The pilot project already has demonstrated to administration that getting staff and physicians to accept an electronic system requires buy-in on the part of physician leaders. In the cancer center, for example, the chief of pediatric oncology essentially mandated that everyone was going to document on-line. "They had a physician leader who was very active in the design and the development of the product," she says. "And he was enthusiastic in getting all of his colleagues to use it. As a result of that, they all use it, and there's not one of their patient who's not on line."

The system is based on client-server technology. A remote access tool allows clinicians to dial into the system, where they're asked to supply their unique password and identification code. Security software monitors the system to detect whether a user is trying to hack the system by attempting numerous log-ons.

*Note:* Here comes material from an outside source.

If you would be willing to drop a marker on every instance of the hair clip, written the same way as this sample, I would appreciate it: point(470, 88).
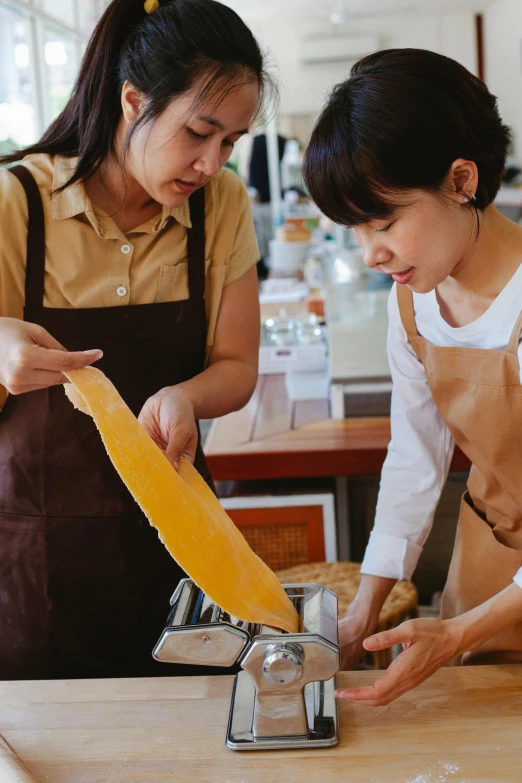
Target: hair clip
point(151, 5)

The key security issue in developing the system, however, was how to protect confidential data without annoying clinicians by making them jump through hoops to gain access. For example, an attending physician wants a consult on a patient. If only the attending physician can access the patient's record on-line, how does the consulting physician gain access? "These are the kinds of things we're going through with our medical staff," Perry says.

Whether physician support for the EMR project continues remains an open question, she says. She acknowledges that in making results available on-line, the hospital so far has done the easy part. "Right now, we're giving them a very graphical, intuitive interface. Three clicks and they're at the lowest level of detail of data, so we're giving them something that's much nicer and easier to use," she says. It remains to be seen, though, what the reaction will be when electronic physician notes and order sets become standard.

In any case, she maintains that sooner or later, EMR systems will replace paper systems simply because of the demand. "And our goal is to get there sooner. We consider it very much a strategic advantage to make the investment in technology."